I had a conversation with my acupuncturist the other day about life appearing to be more traumatic as soon as you make a conscious decision to change your way of thinking, or change your approach to some aspect of life. She says it’s as though we are moving through water, in a particular direction. If we decide to change course, the stopping and changing of direction will cause turbulence as the water is disturbed, and eddies around us. That makes a lot of sense to me. She said I should try not to pay too much attention to the turbulence, and continue with my new trajectory. Which isn’t the easiest thing to do when I come home alone, in my cute outfit and red nails, and I just want to fall to my knees and ask God what more does He fucking want from me??? (please excuse my language. I am somewhat near the end of my tether).

Where is my way? I know I’m not actually starting out with nothing; I have many resources available to me to create my life afresh and –somehow – re-energise myself (even though that makes me feel exhausted just thinking about it). How much more of this must I push through? How many more fails, how much more anxiety, how many more arguments with my husband, how much more thinking that ‘we’ by ourselves are inadequate as compared to couples with families.

There is a part of me that knows this is what God wants from me – to be grateful for all the blessings I do have. To know that I am in no way inadequate, and my life is abundant as it is now, and I do have everything I need.

But this is where I am; in between two states of mind.
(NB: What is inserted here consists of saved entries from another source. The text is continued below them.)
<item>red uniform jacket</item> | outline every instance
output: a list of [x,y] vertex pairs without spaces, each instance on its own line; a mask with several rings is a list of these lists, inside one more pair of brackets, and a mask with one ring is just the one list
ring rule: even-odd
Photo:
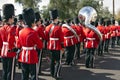
[[50,24],[45,29],[47,49],[61,50],[63,43],[62,29],[58,25]]
[[119,35],[119,26],[116,26],[116,36]]
[[1,34],[0,34],[0,56],[1,56],[2,45],[3,45],[3,43],[2,43],[2,38],[1,38]]
[[39,25],[35,28],[35,30],[37,31],[39,37],[41,40],[45,40],[45,27],[43,25]]
[[105,38],[106,39],[110,39],[111,38],[111,33],[110,33],[110,26],[106,26],[106,34],[105,34]]
[[16,42],[18,42],[19,32],[20,32],[20,30],[22,30],[22,29],[23,29],[23,27],[20,27],[19,25],[16,27],[16,36],[15,36]]
[[111,37],[116,37],[117,33],[116,33],[117,27],[112,25],[111,26]]
[[71,28],[76,32],[77,36],[78,37],[75,37],[75,44],[77,44],[78,42],[80,42],[80,34],[79,34],[79,31],[78,29],[76,28],[76,25],[71,25]]
[[[62,32],[63,32],[63,36],[64,36],[64,47],[72,46],[72,45],[75,45],[77,43],[76,36],[66,26],[68,26],[68,25],[65,24],[62,26]],[[73,29],[73,27],[71,27],[71,28]]]
[[19,36],[19,32],[23,27],[20,27],[19,25],[16,27],[16,36]]
[[4,25],[1,27],[0,35],[2,38],[2,57],[14,57],[16,56],[15,52],[8,52],[8,50],[12,50],[15,48],[15,27],[10,25]]
[[101,34],[102,34],[102,37],[103,37],[103,41],[105,41],[105,34],[106,34],[106,30],[105,30],[105,27],[104,26],[102,26],[102,25],[99,25],[99,26],[97,26],[97,29],[101,32]]
[[28,27],[23,28],[19,32],[17,46],[22,49],[18,61],[27,64],[38,63],[36,47],[42,49],[43,44],[36,31]]
[[118,36],[120,36],[120,26],[118,26]]
[[78,42],[83,42],[84,38],[85,38],[85,33],[83,31],[83,28],[81,25],[76,25],[76,29],[77,29],[77,34],[78,34]]
[[85,30],[85,35],[86,35],[86,39],[85,39],[84,47],[97,48],[99,44],[98,35],[94,31],[88,29]]

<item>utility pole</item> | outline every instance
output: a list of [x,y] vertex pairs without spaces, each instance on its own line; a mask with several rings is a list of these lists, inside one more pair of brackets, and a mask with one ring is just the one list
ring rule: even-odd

In between two potential futures. Feeling adrift in some weird parallel time zone that opened up when I decided not to go into that hotel to the wedding today. Kind of alone. So I hope you don’t mind I wrote to you.

6 thoughts on “Day 7”

  1. I’m sorry this is so hard.
    Life is never what we expect.
    Do you have a therapist? One who might help you with both drinking and fertility? Does your husband?
    I find an outside ear so helpful. It’s impossible to see the possibilities when stuck in the middle.
    Talks care of yourself. And keep writing.
    Anne

    Liked by 2 people

    1. Hi Anne, yes I’ve just started seeing a counsellor again. And I agree, someone outside the situation, who understands it (as she does) can be extremely helpful. But living with uncertainty wears me down, and although talking about it helps, it won’t erase the grief and powerlessness. These are things I have to come to terms with, and find my strength in other areas of my life. Unfortunately not today, it seems.

      Liked by 1 person

  2. So sorry that you feel so lost. I can’t imagine the pain of infertility . I really hope that there is light at the end of the tunnel somewhere for you, and that you can get there without alcohol. Good luck

    Liked by 1 person

  3. Sometimes, not showing up for something is the right thing to do when it means that you’ve recognised that you need to show up for yourself instead. Take gentle care of yourself.